X_plot = np.random.normal(size=(2000,2))
prediction = dtc.predict(X_plot)
plt.scatter(X_plot[:,0],X_plot[:,1],c=prediction,alpha=0.5)
This means that it learned from noise and have learned completely irrelevant decisions. Lets check what the performance is on the data training data
print(classification_report(Y_train,dtc.predict(X_train)))
So it correctly predicts all points, lets check the test metrics
print(classification_report_interval(Y_test,dtc.predict(X_test)))
from sklearn.linear_model import LogisticRegression
lr = LogisticRegression()
lr.fit(X_train,Y_train)
print(classification_report(Y_train,lr.predict(X_train)))
print(classification_report_interval(Y_test,lr.predict(X_test)))
LogisticRegression()
These are quite different, we are now around 0.5. Which is what we expect, since the label was a coin flip with equal probability.
Overfitting is thus the concept that we have fit "too well" to the training data and we have inflated our confidence.
Why is this happening?
There are essentially two ways to make guarantees with machine learning, one is
What we saw above is the so called a posteriori version of guarantee. I.e. we are training and after the training (after the fact) we will test, to get the error. This is very applicable to many situations, as it does not guarantee anything about performance. If its bad, we are guaranteed that it is bad when testing, and if it is good, we are guaranteed it is good.
The other side of the coin is the a priori (before the fact) guarantee. These kinds of guarantees often come in the form of
Given that we know how many data points we will get, can we say how good our learned model will be with respect to the best possible model in our class?
Remark: A consequence of this is also that the training and test error will be close, and they will both be close to the best possible.

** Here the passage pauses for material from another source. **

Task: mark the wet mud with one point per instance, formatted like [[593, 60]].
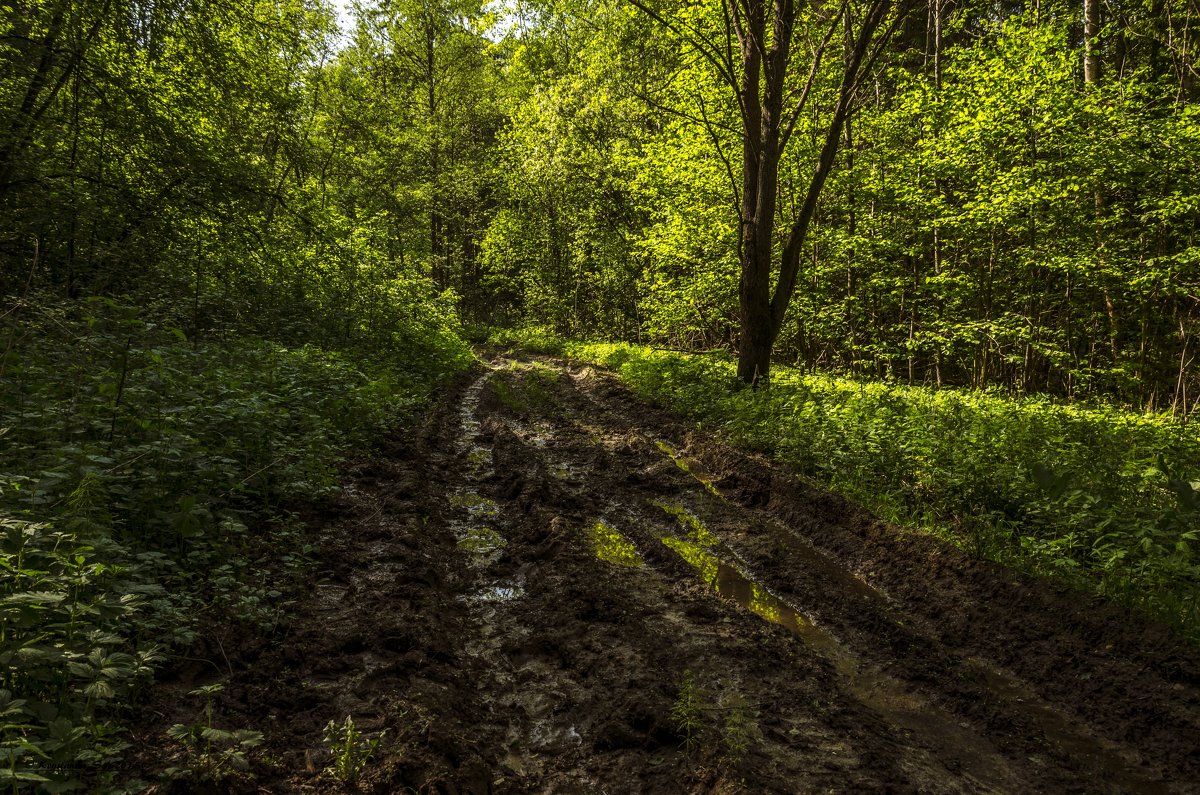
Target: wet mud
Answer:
[[552, 587]]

Given a model class $\mathcal{M}$ the a priori generalization statement can be written mathematicall as $$ P \left ( R(\hat{\phi}) > \inf_{\phi \in \mathcal{M}} R(\phi) + \epsilon \right ) \text{ is small.} $$ Where $\hat \phi$ is the empirical risk minimizer.

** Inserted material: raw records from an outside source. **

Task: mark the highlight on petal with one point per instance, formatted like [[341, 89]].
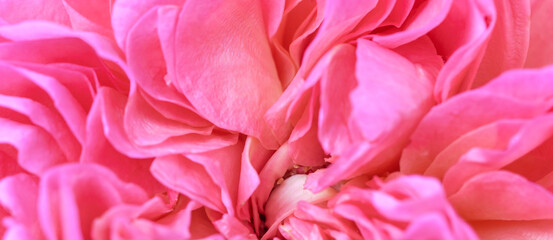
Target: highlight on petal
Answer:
[[404, 207], [540, 50], [461, 39], [390, 123], [235, 59]]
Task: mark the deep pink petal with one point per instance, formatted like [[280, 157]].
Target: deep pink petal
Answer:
[[509, 40], [463, 49], [540, 52], [237, 45], [50, 10], [424, 17]]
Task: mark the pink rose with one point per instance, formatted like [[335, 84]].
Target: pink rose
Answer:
[[249, 119], [64, 203], [48, 113], [406, 207], [493, 153]]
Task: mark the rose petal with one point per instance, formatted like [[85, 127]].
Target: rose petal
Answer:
[[501, 195], [210, 79]]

As we saw, overfitting learns random noise. Since random noise is very complicated (its random, it has little structure) the resulting model must thus be very complicated. Look at the decision tree above. But this is not the entire truth, actually it is like this
"Overfitting" -> too complicated model
However, it is not the other way around. It is also a lot more complicated to explain all the things that goes into making a good model and what highly complicated models to not overfit in some circumstances and overfit in others.
However, there is a theory that allows us to make guarantees in certain restricted cases and it looks like this $$ P \left ( R(\hat{\phi}) > \inf_{\phi \in \mathcal{M}} R(\phi) + \epsilon \right ) \leq 8 \left ( \frac{n e}{k}\right )^k e^{-n\epsilon^2/64}. $$ and $k$ here is a measure of complexity of the model space $\mathcal{M}$, termed the VC-dimension. We have the immediate conclusion
Smaller VC-dimension -> better guarantee
This is a very hard problem, even the concept VC dimension is itself conceptually difficult. What we can say though is that, the Support Vector Machine with linear kernel and Logistic regression both have VC-dimension equal to the dimension of the space $-1$.